Der Benutzer steht im Mittelpunkt eines jeden Webprojektes. Websites, Marketingkampagnen, Beiträge und soziale Inhalte sind alle so konzipiert, dass sie eine Benutzererfahrung bieten, die den Benutzer dazu veranlasst, die auf der Website verbrachte Zeit zu erhöhen und sie auf die Konversion auszurichten.

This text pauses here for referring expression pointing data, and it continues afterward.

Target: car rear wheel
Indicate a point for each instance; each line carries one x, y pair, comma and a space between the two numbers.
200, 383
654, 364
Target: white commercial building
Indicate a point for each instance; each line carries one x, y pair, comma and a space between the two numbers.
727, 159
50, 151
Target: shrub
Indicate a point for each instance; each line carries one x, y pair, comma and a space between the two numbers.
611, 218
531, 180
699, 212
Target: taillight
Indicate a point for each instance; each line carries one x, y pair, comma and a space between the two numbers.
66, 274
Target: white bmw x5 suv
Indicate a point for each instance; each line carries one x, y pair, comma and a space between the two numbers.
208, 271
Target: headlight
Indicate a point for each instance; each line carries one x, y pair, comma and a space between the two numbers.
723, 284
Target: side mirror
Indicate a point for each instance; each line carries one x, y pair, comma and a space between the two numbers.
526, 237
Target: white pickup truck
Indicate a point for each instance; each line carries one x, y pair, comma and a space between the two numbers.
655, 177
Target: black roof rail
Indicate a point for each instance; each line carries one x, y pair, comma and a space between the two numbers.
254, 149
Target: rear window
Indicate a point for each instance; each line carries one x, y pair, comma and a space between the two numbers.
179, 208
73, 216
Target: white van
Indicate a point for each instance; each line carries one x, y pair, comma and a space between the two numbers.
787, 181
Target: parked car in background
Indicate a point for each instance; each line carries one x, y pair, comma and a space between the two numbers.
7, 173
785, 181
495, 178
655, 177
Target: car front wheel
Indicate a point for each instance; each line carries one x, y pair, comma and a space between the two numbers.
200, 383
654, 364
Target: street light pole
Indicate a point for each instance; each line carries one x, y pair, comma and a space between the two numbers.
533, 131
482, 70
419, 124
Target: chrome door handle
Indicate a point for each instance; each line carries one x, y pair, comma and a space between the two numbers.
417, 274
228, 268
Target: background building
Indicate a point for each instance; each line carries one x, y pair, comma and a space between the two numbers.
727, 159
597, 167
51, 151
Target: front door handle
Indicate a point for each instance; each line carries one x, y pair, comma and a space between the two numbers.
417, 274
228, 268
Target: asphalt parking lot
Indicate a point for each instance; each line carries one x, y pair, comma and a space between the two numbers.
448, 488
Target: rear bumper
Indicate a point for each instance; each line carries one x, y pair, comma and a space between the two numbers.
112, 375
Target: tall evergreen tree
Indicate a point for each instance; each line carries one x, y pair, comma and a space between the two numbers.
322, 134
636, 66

In diesem Zusammenhang ist das UX oder User Experience Design ein grundlegendes Element zur Erstellung von Websites und digitalen Inhalten, Infografiken, Videos und Ankündigungen, die auf eine angenehme und effektive Nutzung ausgerichtet sind.

 

Was ist UX Design?

UX Design ist die Disziplin, die sich mit der Erfahrung der Nutzer in Bezug auf das Angebot angenehmer Inhalte beschäftigt, die vorhanden sind und positive Emotionen wecken können. Wenn der Benutzer an erster Stelle steht, muss ein Projekt von UX Design zunächst Antworten auf die Bedürfnisse derjenigen liefern, die im Internet surfen, wobei er sich um den grafischen Aspekt kümmert, der sich durch Einfachheit der Navigation und angenehme Vorgehensweisen auszeichnet und Emotionen und Neugierde weckt, um die Kauf- oder Leadgenerierungsaktivitäten (wie die Erstellung eines Kontaktformulars) zu stimulieren.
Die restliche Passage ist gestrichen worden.